Credit: J.C. STAFF
Artificial intelligence is human too
It’s a universal experience to mess up a cake. You add a little too much of one ingredient, then add more to balance it out: an endless cycle that only results in a clump of sugar and flour that can barely be called a cake. Released in late October of 2021 and directed by Yasuhiro Yoshiura (Time of Eve, Pale Cocoon), Sing a Bit of Harmony (Japanese: アイの歌声を聴かせて, Hepburn: Ai no utagoe wo kikasete) is exactly that: an embarrassing failure, a “wannabe” masterpiece, a mixture of every cinematic aspect that could go wrong.
The film is set in a future where society is run by Artificial Intelligence (AI). The story follows a high school girl, Satomi (Haruka Fukuhara) whose mother works at a company known for manufacturing AIs. Her mother initiates a new experiment to test whether or not an AI (Tao Tsuchiya) disguised as a human could survive a week at school without the students noticing its real identity. However, Satomi and a random selection of classmates accidentally find out about this experiment before the AI even arrives. The film follows them working together, overcoming multiple obstacles to keep their secret in order to avoid failing Satomi’s mother’s experiment.
When the film reaches its climax, it doesn’t prompt an ethical question but instead forces a conclusion onto the audience that AIs are in fact just like humans: capable of love and emotions. Is it right to force a belief onto the audience, especially regarding a controversial topic that is still not yet realized? Rated G, the film is open for people of all ages, including children who should be exposed to arts with open interpretations, not textbook-style concrete answers. Not to mention the incomplete build-up to the supposedly heart-touching message. The film fails to weave in its purported diverse genres into one story, resulting in a series of unfinished stories with cliffhangers for each genre: science fiction, romance, and comedy. Their attempt to humor the audience with the AI’s “silly misses” only showered the audience with secondhand embarrassment. Whether or not the film aimed for secondhand embarrassment is a doubtful guess.
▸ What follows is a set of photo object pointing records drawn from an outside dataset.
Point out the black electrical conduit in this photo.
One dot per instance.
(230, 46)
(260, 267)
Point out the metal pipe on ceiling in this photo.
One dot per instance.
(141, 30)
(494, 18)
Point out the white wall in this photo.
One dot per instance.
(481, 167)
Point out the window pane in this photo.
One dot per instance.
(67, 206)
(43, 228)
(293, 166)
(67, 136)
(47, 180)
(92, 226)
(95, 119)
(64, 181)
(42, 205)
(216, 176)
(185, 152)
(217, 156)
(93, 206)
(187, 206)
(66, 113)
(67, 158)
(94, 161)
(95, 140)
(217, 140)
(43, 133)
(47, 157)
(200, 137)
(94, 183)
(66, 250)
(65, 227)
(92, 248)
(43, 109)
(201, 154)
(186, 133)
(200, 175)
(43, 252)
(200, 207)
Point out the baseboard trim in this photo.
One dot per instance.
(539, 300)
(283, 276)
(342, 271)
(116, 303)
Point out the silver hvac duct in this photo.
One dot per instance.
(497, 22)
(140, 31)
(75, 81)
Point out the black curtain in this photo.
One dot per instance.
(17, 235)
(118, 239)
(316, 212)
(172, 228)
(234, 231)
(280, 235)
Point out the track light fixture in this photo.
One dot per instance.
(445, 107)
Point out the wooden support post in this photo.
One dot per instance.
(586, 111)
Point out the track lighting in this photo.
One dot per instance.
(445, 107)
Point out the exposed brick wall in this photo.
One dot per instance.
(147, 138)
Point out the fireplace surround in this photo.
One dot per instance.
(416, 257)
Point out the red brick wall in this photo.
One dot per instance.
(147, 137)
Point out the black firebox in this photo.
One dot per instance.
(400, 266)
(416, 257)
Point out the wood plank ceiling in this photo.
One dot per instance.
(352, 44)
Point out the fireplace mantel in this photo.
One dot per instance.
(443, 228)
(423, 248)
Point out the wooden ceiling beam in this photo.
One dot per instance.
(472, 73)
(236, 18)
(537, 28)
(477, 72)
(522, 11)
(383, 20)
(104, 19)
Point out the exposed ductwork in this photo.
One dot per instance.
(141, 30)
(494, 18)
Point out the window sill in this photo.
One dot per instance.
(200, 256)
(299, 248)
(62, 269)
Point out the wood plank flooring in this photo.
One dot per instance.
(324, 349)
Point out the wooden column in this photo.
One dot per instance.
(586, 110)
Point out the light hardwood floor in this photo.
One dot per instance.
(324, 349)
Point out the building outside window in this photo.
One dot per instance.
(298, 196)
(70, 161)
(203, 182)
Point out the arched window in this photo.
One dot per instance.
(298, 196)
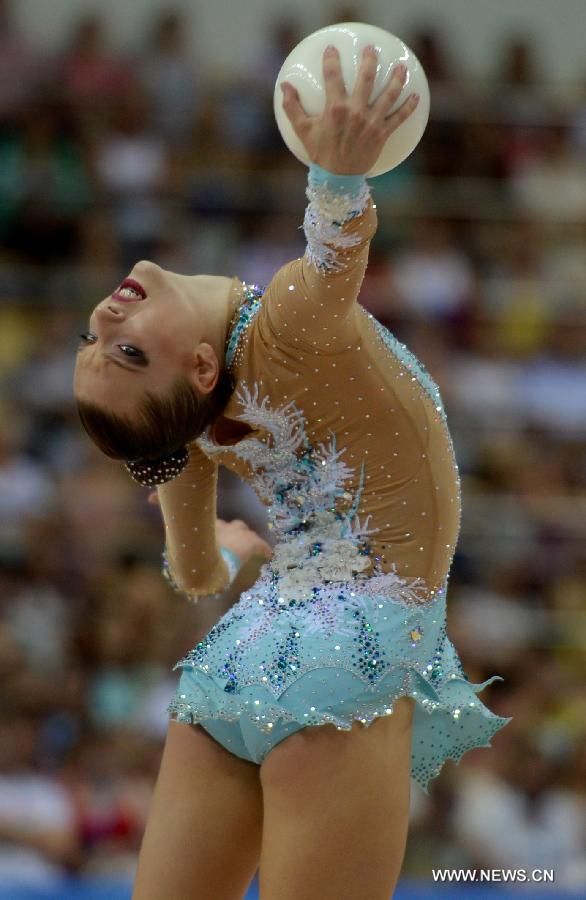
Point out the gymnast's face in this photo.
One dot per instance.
(142, 337)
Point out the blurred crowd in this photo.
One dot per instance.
(479, 265)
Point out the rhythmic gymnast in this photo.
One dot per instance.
(302, 715)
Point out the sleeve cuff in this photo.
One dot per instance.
(349, 185)
(233, 562)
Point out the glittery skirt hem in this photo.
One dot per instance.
(449, 719)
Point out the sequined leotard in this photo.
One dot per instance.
(350, 451)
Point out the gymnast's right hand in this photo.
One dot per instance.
(241, 539)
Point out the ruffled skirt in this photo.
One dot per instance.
(273, 665)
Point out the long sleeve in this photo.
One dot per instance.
(188, 505)
(311, 301)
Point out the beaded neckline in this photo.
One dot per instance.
(250, 304)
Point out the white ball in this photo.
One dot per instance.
(303, 68)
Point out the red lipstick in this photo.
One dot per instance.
(138, 292)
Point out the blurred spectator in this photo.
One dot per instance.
(37, 828)
(22, 69)
(44, 186)
(478, 264)
(27, 488)
(133, 166)
(108, 777)
(90, 75)
(433, 278)
(524, 819)
(552, 186)
(173, 85)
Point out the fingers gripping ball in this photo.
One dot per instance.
(304, 70)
There’s a reason why there aren’t many anime films that come in the form of a musical. It simply doesn’t work. An important element of musical theatre is the buildup of emotions that slide into a performance, driven by exaggerated expressions and demanding choreography. Now, that doesn’t mean animation lacks accurate expressions and movements. In fact, thousands and thousands of animated films almost perfectly portray emotion and motion and have already touched audiences from around the world. In order to succeed with the theatre-like buildup, the film must exceed with the expressions and movements. It fails to even cross the threshold of the bare minimum and completely ignores the dramatic buildup.
“It was embarrassing to watch as they sing suddenly,” says a reviewer, stating the awkward atmosphere throughout the audience as they bear with the song that has no significant relation to the film’s message. To convey an ethical debate through singing robots that already lack the ability to express emotions in a human-like manner in the form of a musical, Yoshiura was set for an impossible task which he visibly failed.
Sing a Bit of Harmony fails to complete too many things. Its attempt to become a unique film with elements of humor and music in addition to the controversial topic was not just an unsuccessful but humiliating one, not worthy enough for publication; the factual release of the film is a whole other problem. This cinematic disaster is definitely not worth the watch, take it out of your watch list.